Dit bericht heeft 5 reacties
Het is niet mogelijk een reactie te plaatsen.
Mooie foto’s en maar goed dat Pearl weer aan de praat kwam 🙂
Foto “op zijn sjiek” doet aan hele andere bijeenkomsten dan dergelijke reis denken, fel contrast met de klim naar boven door spleten en gleuven, maar beide staat jullie wel. Ook het lopen op het strand past er bij. De regenboog snap ik niet, maar laat maar horen. Wel zijn jullie watjes om voor zo n kleine slangetjes al om te draaien 🙂
Op naar Nw Zeeland en tot horens,
Groet papa ad
Bedankt voor de complimenten 🙂 het zal wel weer even duren voordat we weer ‘op sjiek’ mogen :p dus was wel weer even leuk. Die regenboog is gemaakt van de verschillende kleuren zand op dat strand. Het heeft namelijk de naam Rainbow Beach door de gekleurde zandstenen kliffen aan de rand. Dikke kus!
Het is zoals altijd weer een fantastisch verhaal. Heel geboeid, en nu wwe wat jaloers, lees ik jullie verhalen.
Ik zelf ben wel blij, dat je bang bent voor een 😊slangetje. Last jullie pap maar onzin schrijven. 😉
Super mooie foto s. En het maakt niet uit wat jullie aan hebben. Jullie ziener overal goed in uit.
Nog heel veel plezier, want ik hoorde van jullie mam dat jullie nog wat langer weg blijven.
Jullie hebben groot gelijk. Ik blijf jullie volgen vanuit een zonnig BUUL. Tenminste vandaag.
Groetjes carla en de rest van de familie😎
Gelukkig weer wat tijd gevonden/ genomen om jullie altijd weer leuk en boeiend verhaal te lezen en te genieten van de prachtige foto’s. Vooral de foto van Byron bay met strand op de voorgrond, super. En is dat blauwe ding met die slijmsporen op het strand een soort kwal of slak? Wel heel mooie structuur en kleuren. Maar misschien verder iets heel engs.

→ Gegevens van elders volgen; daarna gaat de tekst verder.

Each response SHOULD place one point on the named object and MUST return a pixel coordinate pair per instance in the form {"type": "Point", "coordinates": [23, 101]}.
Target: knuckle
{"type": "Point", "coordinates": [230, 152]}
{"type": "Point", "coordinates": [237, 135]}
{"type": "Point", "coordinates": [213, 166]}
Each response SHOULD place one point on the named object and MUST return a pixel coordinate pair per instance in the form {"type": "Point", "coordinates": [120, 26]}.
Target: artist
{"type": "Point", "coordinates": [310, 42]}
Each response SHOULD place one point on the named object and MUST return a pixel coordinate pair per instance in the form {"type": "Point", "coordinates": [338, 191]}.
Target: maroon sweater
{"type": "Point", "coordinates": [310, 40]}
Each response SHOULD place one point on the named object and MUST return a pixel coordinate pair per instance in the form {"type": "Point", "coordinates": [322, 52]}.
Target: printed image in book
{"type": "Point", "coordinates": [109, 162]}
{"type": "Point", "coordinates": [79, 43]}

Jullie volgende verhaal over Sydney nog maar even bewaren voor ’n ander rustig leesmomentje.
Veel plezier samen met Rick op jullie trip door Nieuw Zeeland.
Dikke knuffel!
Heyhey,
Dat blauwe ding is inderdaad een kwalletje. Blijkbaar niet echt prettig als je daar tegenaan zwemt, dus wel geluk gehad dat wij dat niet hebben hoeven meemaken :).